Investors remain laser-focused on what Nvidia will say about future demand. "If they offer even slightly muted guidance or forecast for chip demand, the market would take that poorly," Ross Mayfield, investment strategist at Baird, explained.
Still, despite recent profit-taking over steep valuations and high spending concerns, several analysts expect stocks to rally into December. Michael Graham at Canaccord Genuity wrote Monday that while bullish and bearish forces remain balanced, he still predicts a year-end upswing. HSBC's chief multi-asset strategist Max Kettner went further, saying the chances of a late-year "melt-up"—especially in equities—outweigh the risk of an AI bubble bursting anytime soon.
The argument goes something like this: Yes, tech stocks look expensive. Yes, AI spending is enormous. But with Nvidia holding half a trillion dollars in future orders and companies still racing to build out AI infrastructure, the momentum could carry markets higher before any reckoning arrives.
Testing Matters More Than You'd Think
Back to the Menlo Micro partnership, which might seem like inside baseball but actually matters quite a bit. When you're trying to ship enough AI chips to fill half a trillion dollars in orders, shaving 30% to 90% off testing time isn't trivial. It directly translates to how quickly Nvidia can get products out the door and revenue on the books.

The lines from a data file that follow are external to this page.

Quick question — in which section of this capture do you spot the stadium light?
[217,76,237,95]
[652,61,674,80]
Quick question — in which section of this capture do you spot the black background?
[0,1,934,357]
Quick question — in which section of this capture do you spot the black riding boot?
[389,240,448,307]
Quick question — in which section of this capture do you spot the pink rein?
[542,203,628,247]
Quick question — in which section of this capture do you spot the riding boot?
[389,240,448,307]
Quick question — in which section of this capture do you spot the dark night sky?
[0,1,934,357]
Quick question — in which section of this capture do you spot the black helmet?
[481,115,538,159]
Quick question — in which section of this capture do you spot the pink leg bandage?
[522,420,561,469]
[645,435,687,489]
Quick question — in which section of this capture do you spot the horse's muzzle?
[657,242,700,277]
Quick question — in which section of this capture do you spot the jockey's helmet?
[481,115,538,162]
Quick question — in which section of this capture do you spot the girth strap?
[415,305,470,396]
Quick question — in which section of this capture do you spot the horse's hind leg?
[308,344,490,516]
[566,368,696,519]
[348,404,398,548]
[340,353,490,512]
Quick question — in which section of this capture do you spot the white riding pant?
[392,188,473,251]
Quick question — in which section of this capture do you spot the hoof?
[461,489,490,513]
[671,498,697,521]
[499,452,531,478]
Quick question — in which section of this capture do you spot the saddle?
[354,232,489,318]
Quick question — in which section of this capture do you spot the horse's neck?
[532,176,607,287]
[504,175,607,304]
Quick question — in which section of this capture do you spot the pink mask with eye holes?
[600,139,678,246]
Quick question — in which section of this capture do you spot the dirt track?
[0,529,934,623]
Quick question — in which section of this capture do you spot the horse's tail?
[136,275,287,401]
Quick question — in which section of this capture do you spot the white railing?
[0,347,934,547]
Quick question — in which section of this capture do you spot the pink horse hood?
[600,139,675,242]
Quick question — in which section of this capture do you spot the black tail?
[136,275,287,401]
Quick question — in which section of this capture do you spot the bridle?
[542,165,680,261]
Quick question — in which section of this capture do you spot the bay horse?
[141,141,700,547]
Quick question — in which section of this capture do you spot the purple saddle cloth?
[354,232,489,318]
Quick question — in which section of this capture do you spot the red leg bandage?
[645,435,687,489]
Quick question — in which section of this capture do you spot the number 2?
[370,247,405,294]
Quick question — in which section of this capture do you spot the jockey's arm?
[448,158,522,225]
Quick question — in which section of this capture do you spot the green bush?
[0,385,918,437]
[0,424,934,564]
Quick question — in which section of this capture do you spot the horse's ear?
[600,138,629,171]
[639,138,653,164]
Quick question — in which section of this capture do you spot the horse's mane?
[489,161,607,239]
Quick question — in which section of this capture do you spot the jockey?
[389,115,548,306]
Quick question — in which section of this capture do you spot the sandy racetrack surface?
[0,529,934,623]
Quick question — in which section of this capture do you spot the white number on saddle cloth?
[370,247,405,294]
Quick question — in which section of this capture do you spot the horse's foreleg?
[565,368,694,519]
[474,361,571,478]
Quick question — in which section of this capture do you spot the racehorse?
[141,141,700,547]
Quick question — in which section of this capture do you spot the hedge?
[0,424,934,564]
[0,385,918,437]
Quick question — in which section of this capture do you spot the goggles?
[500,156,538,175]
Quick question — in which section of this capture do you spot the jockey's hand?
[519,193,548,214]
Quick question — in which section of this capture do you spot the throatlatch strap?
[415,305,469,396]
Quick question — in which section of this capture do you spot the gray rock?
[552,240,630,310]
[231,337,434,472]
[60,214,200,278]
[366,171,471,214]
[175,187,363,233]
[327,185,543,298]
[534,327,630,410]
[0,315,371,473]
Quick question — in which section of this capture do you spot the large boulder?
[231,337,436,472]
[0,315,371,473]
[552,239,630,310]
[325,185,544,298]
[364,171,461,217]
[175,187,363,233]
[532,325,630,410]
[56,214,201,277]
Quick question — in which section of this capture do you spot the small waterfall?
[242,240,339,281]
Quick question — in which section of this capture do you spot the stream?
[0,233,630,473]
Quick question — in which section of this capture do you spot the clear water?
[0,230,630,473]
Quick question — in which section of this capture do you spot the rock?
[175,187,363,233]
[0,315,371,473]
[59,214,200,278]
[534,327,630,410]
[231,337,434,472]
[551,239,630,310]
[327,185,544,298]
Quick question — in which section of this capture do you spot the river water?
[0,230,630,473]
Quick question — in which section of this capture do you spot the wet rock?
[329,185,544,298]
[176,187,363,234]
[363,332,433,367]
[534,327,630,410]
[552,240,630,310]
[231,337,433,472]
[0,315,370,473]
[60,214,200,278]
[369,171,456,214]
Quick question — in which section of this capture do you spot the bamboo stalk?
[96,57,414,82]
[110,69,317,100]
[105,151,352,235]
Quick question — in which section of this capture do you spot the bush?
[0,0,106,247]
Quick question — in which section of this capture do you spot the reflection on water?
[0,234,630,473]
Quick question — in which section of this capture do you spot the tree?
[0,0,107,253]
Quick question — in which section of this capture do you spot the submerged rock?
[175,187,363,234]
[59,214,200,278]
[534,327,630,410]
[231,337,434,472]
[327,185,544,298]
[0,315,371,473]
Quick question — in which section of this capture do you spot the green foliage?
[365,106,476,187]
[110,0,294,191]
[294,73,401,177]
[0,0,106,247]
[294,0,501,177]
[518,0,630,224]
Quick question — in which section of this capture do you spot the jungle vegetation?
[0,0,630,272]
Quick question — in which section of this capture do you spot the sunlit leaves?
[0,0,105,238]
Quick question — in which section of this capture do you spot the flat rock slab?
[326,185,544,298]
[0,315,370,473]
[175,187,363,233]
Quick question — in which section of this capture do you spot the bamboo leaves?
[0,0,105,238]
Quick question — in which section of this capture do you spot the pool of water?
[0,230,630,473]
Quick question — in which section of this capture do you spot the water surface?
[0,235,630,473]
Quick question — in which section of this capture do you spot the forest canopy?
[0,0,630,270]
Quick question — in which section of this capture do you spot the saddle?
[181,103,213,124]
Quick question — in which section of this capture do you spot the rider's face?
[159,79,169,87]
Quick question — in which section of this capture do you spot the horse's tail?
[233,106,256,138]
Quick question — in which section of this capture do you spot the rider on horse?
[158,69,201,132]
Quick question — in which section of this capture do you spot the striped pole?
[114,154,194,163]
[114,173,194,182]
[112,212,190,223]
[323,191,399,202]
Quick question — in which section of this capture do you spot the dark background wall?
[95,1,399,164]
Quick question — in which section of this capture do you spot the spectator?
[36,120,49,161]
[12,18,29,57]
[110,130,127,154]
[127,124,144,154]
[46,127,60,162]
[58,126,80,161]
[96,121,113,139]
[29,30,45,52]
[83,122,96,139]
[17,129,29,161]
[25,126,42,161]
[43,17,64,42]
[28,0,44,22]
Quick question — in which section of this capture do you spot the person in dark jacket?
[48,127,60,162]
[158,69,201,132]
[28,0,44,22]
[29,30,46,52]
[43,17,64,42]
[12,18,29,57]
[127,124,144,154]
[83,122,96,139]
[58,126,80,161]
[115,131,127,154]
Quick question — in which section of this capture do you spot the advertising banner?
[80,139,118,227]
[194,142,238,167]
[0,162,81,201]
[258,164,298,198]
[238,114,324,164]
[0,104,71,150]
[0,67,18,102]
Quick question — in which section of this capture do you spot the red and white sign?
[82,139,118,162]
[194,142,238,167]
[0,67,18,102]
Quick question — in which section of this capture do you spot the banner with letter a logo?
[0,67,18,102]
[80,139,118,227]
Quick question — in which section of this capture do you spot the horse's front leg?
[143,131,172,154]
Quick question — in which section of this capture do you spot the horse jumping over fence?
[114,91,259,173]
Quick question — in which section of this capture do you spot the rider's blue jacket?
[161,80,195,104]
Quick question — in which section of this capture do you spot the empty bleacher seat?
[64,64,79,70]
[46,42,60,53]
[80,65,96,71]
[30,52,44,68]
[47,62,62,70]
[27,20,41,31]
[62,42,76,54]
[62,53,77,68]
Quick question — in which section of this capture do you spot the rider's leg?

It's also a reminder that even at the frontier of technology, you're only as fast as your slowest component. Nvidia can design the world's most advanced GPUs, but if the testing infrastructure can't keep pace, you've got a problem. Partnering with a specialized startup to swap out antiquated relay technology for modern MEMS switches solved that problem.
Nvidia shares were up 2.13% at $185.22 at the time of publication Wednesday, recovering some of Monday's losses as investors awaited the earnings report.